What's Happening?
A report by KPMG reveals that 75% of finance teams are now utilizing AI tools in their operations, a significant increase from 30% in 2024. Despite this rapid adoption, only 42% of these teams feel their AI systems are 'strongly assurance-ready,' highlighting
a gap in readiness for verifying financial statements. The report underscores the challenges posed by AI's 'hallucinations'—errors in generated content—which remain a concern for industries requiring high accuracy. The Financial Stability Oversight Council has previously identified AI as an 'emerging vulnerability' in finance, citing risks to data privacy and the potential for inaccuracies.
Why It's Important?
The widespread adoption of AI in finance reflects a broader trend towards automation and efficiency.

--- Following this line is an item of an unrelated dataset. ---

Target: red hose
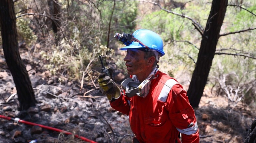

However, the lack of assurance readiness poses significant risks, particularly in an industry where accuracy is paramount. The potential for AI to improve productivity and error reduction is substantial, but without robust governance and data quality measures, these benefits may not be fully realized. The findings suggest that while AI offers promising returns on investment, finance leaders must address the underlying challenges to harness its full potential safely.
What's Next?
As finance teams continue to integrate AI, there will likely be increased focus on improving data quality and system interoperability to mitigate risks. Organizations may need to invest in training and governance frameworks to ensure AI systems are reliable and compliant with regulatory standards. The evolution of AI in finance will depend on balancing innovation with caution, ensuring that the technology enhances rather than undermines financial integrity.